The title itself suggested both movement and transmission: letters travel across generations, geographies, and intellectual lineages. By foregrounding the written word, the exhibition highlighted Shkodër’s historic role as a locus of literary cultivation, theological study, and mystical reflection. The displayed artifacts spanned multiple centuries, offering a layered view of the region’s scholarly continuity. Among the most significant works were medieval Qurʾānic manuscripts, whose artistic features and material composition testify to the presence of refined scribal cultures embedded within the city’s religious institutions.

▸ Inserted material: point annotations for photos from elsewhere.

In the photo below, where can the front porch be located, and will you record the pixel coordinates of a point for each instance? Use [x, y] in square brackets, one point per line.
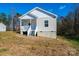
[28, 27]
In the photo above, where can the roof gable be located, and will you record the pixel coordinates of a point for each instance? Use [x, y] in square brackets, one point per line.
[38, 12]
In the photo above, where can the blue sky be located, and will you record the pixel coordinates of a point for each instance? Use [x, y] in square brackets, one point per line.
[61, 9]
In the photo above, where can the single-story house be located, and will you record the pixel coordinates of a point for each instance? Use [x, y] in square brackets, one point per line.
[2, 27]
[38, 22]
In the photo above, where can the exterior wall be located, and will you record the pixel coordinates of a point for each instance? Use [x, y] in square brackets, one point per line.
[51, 27]
[2, 28]
[49, 31]
[48, 34]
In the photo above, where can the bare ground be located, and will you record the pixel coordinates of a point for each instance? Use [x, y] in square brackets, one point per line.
[16, 44]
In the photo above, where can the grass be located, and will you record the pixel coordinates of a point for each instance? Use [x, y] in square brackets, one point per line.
[12, 43]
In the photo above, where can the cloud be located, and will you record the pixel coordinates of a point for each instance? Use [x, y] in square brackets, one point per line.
[62, 7]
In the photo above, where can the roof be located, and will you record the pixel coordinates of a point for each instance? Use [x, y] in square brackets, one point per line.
[37, 13]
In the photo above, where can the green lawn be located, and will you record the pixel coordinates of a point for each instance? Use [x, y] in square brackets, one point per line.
[12, 43]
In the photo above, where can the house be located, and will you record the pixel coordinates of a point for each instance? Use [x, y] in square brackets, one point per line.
[2, 27]
[38, 22]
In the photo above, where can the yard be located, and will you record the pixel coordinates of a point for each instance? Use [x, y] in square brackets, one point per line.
[14, 44]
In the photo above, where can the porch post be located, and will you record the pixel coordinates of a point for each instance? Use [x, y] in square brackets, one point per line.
[21, 32]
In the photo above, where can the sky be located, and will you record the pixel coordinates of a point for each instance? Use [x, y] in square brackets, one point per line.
[60, 9]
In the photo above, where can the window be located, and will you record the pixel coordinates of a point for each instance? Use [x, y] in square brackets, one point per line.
[46, 23]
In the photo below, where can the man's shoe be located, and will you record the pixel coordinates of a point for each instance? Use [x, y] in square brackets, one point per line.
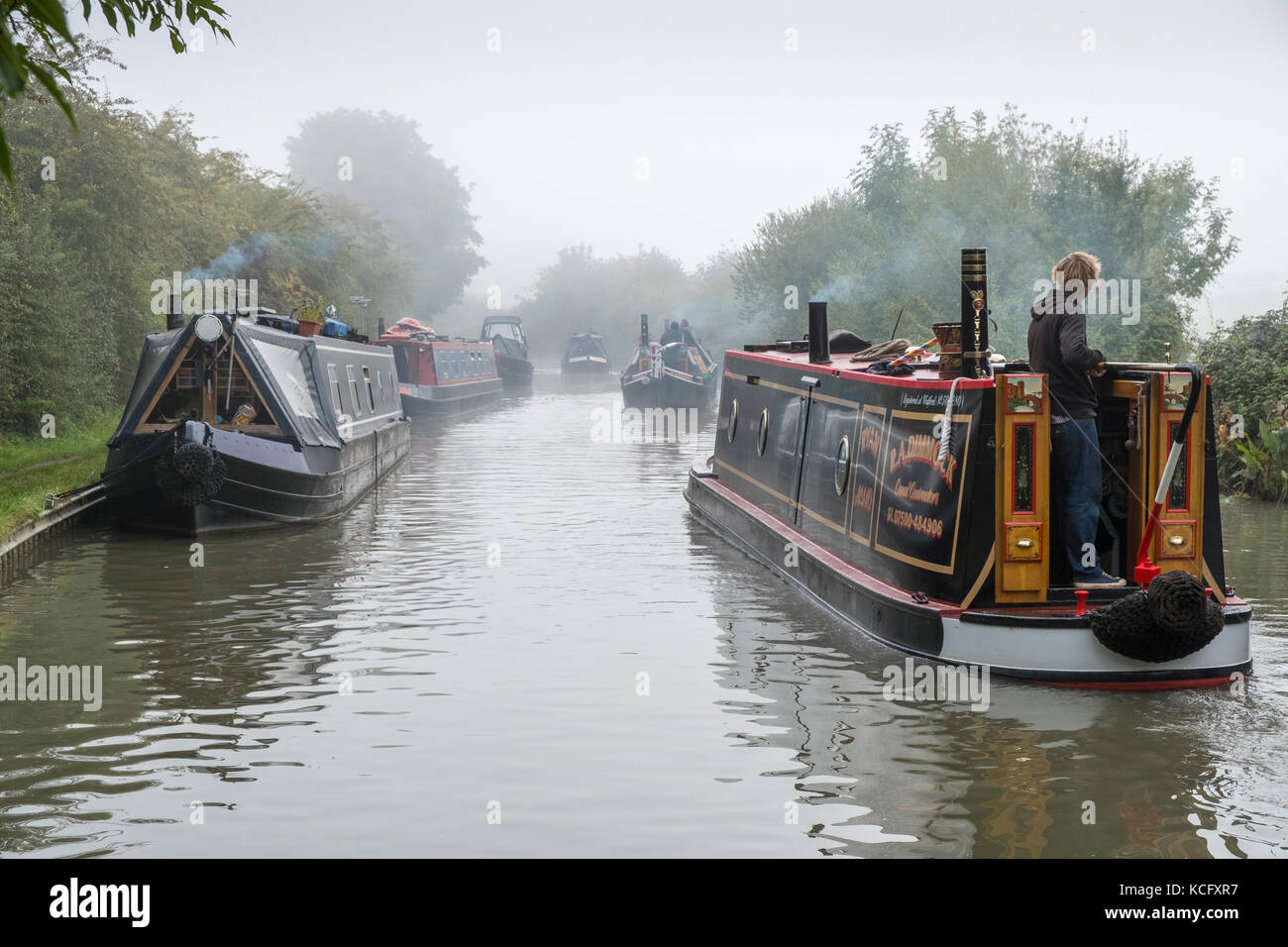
[1103, 579]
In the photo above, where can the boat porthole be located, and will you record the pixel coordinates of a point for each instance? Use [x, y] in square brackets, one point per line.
[841, 476]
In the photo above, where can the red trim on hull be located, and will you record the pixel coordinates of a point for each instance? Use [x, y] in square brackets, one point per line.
[785, 361]
[1134, 684]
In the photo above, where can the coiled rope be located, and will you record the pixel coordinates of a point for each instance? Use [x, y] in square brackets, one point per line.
[1175, 618]
[191, 474]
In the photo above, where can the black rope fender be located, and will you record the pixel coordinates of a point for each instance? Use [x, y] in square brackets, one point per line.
[191, 474]
[1175, 618]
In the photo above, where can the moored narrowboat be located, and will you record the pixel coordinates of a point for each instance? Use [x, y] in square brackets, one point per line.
[438, 376]
[587, 355]
[510, 347]
[236, 423]
[671, 371]
[918, 508]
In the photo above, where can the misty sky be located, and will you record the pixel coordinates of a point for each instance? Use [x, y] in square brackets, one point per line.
[552, 128]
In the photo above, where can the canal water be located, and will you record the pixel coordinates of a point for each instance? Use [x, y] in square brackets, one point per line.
[522, 644]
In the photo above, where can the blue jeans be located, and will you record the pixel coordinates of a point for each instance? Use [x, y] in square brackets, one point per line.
[1076, 468]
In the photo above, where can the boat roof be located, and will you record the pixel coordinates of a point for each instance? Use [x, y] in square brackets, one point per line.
[844, 365]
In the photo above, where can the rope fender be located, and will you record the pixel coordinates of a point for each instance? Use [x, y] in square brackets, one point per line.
[1173, 618]
[191, 474]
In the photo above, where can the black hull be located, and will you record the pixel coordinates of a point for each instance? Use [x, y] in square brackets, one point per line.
[669, 392]
[268, 482]
[888, 613]
[515, 372]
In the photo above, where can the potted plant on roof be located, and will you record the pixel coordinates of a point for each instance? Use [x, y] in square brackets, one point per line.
[309, 316]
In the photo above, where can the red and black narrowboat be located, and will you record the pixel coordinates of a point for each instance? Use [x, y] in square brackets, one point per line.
[936, 536]
[439, 376]
[237, 421]
[669, 372]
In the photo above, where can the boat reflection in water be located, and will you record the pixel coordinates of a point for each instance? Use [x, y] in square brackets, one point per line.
[1038, 774]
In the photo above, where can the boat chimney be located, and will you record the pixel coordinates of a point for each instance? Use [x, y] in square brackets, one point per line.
[819, 352]
[975, 313]
[174, 312]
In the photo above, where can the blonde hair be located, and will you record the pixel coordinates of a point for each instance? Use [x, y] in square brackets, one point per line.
[1077, 265]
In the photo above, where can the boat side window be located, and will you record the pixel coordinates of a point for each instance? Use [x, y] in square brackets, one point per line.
[336, 406]
[353, 389]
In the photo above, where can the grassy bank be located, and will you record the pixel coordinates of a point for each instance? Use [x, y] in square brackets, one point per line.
[31, 467]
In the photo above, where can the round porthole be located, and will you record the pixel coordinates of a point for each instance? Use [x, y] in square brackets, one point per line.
[841, 476]
[207, 328]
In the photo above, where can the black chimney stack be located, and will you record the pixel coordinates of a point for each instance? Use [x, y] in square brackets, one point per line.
[174, 312]
[975, 313]
[819, 354]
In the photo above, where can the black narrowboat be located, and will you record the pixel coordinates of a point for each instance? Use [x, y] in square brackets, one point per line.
[510, 347]
[233, 423]
[669, 372]
[441, 376]
[918, 508]
[587, 355]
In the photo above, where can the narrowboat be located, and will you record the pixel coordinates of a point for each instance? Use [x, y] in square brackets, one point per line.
[510, 347]
[918, 508]
[587, 355]
[438, 376]
[236, 421]
[669, 372]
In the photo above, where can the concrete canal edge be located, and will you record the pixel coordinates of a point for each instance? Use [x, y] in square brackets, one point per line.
[35, 539]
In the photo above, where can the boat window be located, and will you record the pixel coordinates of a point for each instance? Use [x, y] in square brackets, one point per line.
[288, 375]
[841, 475]
[353, 389]
[336, 405]
[237, 403]
[180, 397]
[366, 380]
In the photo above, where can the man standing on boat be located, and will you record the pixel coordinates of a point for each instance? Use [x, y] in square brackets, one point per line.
[1057, 348]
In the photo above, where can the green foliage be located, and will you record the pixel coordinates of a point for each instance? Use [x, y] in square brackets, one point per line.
[584, 291]
[31, 33]
[1248, 367]
[380, 161]
[93, 217]
[1028, 193]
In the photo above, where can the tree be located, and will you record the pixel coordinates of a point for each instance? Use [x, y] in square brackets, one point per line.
[381, 161]
[31, 30]
[1028, 193]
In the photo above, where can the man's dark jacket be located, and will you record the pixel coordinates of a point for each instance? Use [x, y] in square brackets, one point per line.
[1057, 347]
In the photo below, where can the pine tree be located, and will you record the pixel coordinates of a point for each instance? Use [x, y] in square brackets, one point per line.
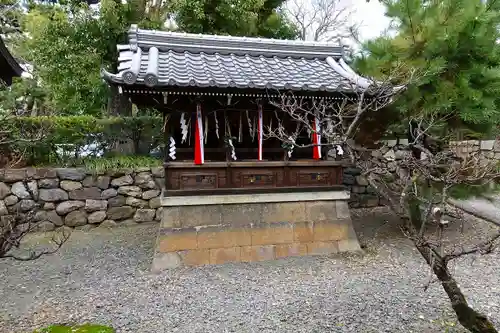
[453, 47]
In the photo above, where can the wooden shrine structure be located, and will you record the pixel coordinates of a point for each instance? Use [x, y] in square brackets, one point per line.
[9, 67]
[215, 93]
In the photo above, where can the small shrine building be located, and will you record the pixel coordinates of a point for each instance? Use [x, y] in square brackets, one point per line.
[248, 196]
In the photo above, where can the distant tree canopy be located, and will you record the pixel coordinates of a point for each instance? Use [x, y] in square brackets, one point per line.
[453, 45]
[70, 41]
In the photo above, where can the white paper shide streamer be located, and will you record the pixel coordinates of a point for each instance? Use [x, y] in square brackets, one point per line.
[171, 151]
[233, 151]
[184, 128]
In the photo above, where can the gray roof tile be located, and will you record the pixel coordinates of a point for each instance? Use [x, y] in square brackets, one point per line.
[158, 58]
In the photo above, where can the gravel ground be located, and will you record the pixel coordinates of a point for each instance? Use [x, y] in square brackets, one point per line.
[102, 276]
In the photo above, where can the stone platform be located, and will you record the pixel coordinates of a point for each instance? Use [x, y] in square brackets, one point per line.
[200, 230]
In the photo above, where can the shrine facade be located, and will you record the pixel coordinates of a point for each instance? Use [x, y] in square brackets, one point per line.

These materials challenge reductive narratives that marginalize Islamic intellectual life in the Balkans. Instead, they reveal a sustained engagement with Qurʾānic exegesis, devotional practice, and manuscript production that situated Shkodër within broader Ottoman and transregional networks of learning. The exhibition emphasized that Islamic scholarship in Albania was not peripheral but structurally integrated into the intellectual currents of its time.
Importantly, the works presented form part of the broader and growing collection envisioned for the future Museum of Islamic Art, a flagship initiative of the Konak Institute. Their inclusion in the Shkodër exhibition marked both a homecoming and a curatorial statement: that local heritage must be preserved, studied, and reintroduced into public consciousness through rigorous institutional stewardship.
By situating these artifacts within a contemporary gallery setting, Udhët e Shkronjave transformed manuscripts from archival remnants into active interlocutors in present day cultural discourse. The exhibition offered visitors not only aesthetic appreciation, but also a reorientation toward Shkodër’s intellectual and spiritual legacy, reaffirming the city’s historical stature as a center of learning whose letters continue to trace living paths across time.